Que existe un ocultamiento de la información por parte del Gobierno es una realidad contrastada por los hechos, pero que quizás no se haya percibido por la sociedad ni se tenga plena conciencia de la gravedad que reviste. Se han clasificado como secreto de Estado, invocando la Ley de Secretos Oficiales de 1968, viajes privados de miembros del Gobierno y sus familiares, se ha negado información sobre los desplazamientos en aviones oficiales, viajes a la República Dominicana, gastos vacacionales, uso privado de dependencias oficiales por amigos y familiares del presidente, la nómina de asesores de Moncloa… Y de asuntos seguramente más graves, como las negociaciones con Bildu y Puigdemont, el espionaje masivo del teléfono del presidente en el caso Pegasus y su relación con el cambio de política sobre el Sahara o las últimas decisiones sobre la frontera con Gibraltar.
En el año 2013 se aprobó la ley de Transparencia (bajo el gobierno de Rajoy) y un año más tarde se creó el Consejo de Transparencia y Buen Gobierno, CTBG, una agencia independiente, que, como señala en su página web, en contra de lo que se podría deducir de su denominación oficial, no tiene atribuida ninguna competencia directa en materia de “buen gobierno”. Sí en transparencia. En efecto, son sus funciones garantizar el derecho de todas las personas a acceder a la información pública y controlar el cumplimiento de las obligaciones de transparencia impuestas a los organismos y las entidades públicas.
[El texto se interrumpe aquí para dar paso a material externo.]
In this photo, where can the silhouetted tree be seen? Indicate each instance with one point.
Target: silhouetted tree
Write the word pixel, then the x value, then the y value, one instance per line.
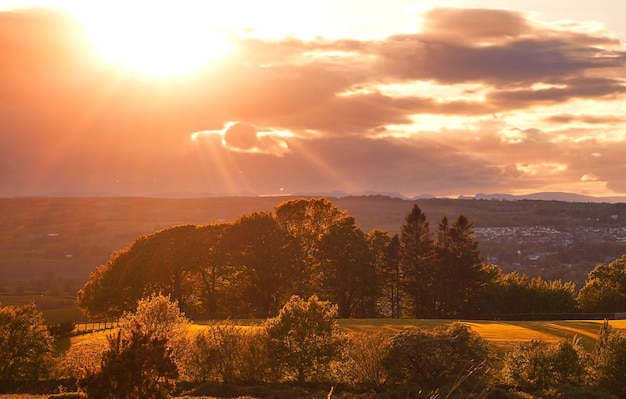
pixel 392 276
pixel 26 347
pixel 137 366
pixel 304 338
pixel 458 273
pixel 263 256
pixel 605 288
pixel 306 220
pixel 348 272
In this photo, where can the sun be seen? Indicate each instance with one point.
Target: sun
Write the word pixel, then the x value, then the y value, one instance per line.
pixel 153 39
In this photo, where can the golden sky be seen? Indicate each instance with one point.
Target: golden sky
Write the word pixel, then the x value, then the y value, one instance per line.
pixel 277 97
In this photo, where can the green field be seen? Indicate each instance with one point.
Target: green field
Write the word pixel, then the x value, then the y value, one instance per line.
pixel 502 334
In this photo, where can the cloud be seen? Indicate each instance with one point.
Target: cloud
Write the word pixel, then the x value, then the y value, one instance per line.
pixel 243 137
pixel 482 100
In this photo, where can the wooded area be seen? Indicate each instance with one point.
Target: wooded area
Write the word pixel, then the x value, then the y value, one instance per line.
pixel 249 268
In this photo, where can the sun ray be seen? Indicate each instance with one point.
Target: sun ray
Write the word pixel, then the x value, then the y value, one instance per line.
pixel 155 41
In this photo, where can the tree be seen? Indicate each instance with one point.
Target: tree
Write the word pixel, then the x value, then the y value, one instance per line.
pixel 416 260
pixel 501 293
pixel 605 288
pixel 26 347
pixel 609 360
pixel 392 277
pixel 306 220
pixel 161 262
pixel 262 255
pixel 212 269
pixel 159 316
pixel 536 365
pixel 348 270
pixel 137 366
pixel 433 359
pixel 304 338
pixel 458 273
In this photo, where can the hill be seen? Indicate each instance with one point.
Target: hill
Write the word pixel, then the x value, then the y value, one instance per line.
pixel 56 242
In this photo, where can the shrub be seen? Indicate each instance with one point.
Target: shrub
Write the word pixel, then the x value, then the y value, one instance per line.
pixel 136 366
pixel 303 339
pixel 535 365
pixel 609 359
pixel 63 329
pixel 227 353
pixel 450 358
pixel 26 346
pixel 363 359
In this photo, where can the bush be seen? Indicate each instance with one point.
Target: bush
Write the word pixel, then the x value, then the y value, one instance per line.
pixel 135 367
pixel 452 358
pixel 227 353
pixel 303 339
pixel 26 346
pixel 63 329
pixel 363 359
pixel 535 365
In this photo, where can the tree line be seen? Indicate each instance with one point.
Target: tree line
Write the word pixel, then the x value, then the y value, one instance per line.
pixel 154 354
pixel 252 266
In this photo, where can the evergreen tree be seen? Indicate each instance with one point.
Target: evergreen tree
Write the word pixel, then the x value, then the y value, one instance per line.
pixel 416 260
pixel 459 267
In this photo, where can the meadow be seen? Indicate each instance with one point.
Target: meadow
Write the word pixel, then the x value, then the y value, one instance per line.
pixel 504 335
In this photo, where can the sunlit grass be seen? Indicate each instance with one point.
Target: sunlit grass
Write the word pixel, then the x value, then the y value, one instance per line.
pixel 504 335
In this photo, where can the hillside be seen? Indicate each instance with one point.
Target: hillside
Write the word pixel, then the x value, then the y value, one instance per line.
pixel 47 242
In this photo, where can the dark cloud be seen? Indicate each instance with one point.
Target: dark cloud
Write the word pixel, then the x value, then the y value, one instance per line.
pixel 590 119
pixel 70 124
pixel 474 24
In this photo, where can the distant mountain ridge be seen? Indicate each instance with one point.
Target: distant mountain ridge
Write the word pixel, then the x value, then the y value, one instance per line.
pixel 540 196
pixel 549 196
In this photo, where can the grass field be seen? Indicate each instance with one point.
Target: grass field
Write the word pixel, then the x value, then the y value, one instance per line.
pixel 503 334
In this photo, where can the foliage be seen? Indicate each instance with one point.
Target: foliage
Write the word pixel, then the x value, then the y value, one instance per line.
pixel 26 346
pixel 159 316
pixel 458 276
pixel 135 367
pixel 609 359
pixel 224 352
pixel 306 221
pixel 304 338
pixel 363 358
pixel 348 269
pixel 433 359
pixel 605 288
pixel 502 292
pixel 416 259
pixel 265 255
pixel 536 365
pixel 63 329
pixel 161 262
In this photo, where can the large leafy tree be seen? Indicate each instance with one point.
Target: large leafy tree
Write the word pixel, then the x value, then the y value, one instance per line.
pixel 136 366
pixel 26 347
pixel 417 262
pixel 605 288
pixel 307 220
pixel 263 255
pixel 348 264
pixel 165 261
pixel 304 338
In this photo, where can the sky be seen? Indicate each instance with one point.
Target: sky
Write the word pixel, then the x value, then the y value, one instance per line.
pixel 283 97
Pero muy recientemente, el mes pasado, su presidente abogó en un foro público por la atribución de las potestades coercitivas necesarias para hacer que se cumplan sus resoluciones, seguramente por la constatación de que reiteradamente no se cumplen.
En efecto, una comparativa entre anteriores mandatos y éste en materia de Transparencia demuestra claramente la opacidad creciente del gobierno de Sánchez. Bajo el gobierno de Rajoy las reclamaciones ante el CTBG por no responder o denegar información tuvieron un máximo en el año 2017 con 890 casos. En el año 2025 se ha alcanzado el récord histórico con 1.778 reclamaciones estatales (excluyendo por tanto a autonomías y ayuntamientos). Pero según el Portal de Transparencia y de los medios que cruzan los datos del Gobierno se advierte que también el número de denegaciones de información (sin llegar a formular reclamación) se ha multiplicado con este gobierno, pasando de las 170 denegaciones directas de solicitudes de información en 2017, bajo el gobierno de Rajoy, a las 533 denegaciones en el año 2022 o las casi 400 del primer semestre del año 2025. En todos los casos existe un patrón de comportamiento, el Ejecutivo recurre al silencio administrativo sin que haya denegación expresa (45 % de las reclamaciones), al “secreto de Estado” o a fallos técnicos en el Portal de Transparencia para bloquear el acceso. Todo ello, sumado a los numerosos escándalos que se van sucediendo, ha hecho que el Índice de Percepción de la Corrupción de Transparencia Internacional registre su peor dato desde hace tres décadas para nuestro país.
Es más que evidente, creo, a la vista de estos datos, que los estándares de calidad democrática de nuestro país se han deteriorado de forma dramática bajo el gobierno de Sánchez, el que accedió a la presidencia enarbolando la bandera de la regeneración y la lucha contra la corrupción. Hay muchas reformas necesarias, también en este ámbito: reformar la Ley de Secretos Oficiales, que procede del régimen anterior, y dotar al CTBG de esas facultades coercitivas que reclamaba su presidente, entre otras. Veremos que el próximo gobierno, que espero que no esté presidido por Sánchez, tiene la determinación de acometer esas reformas.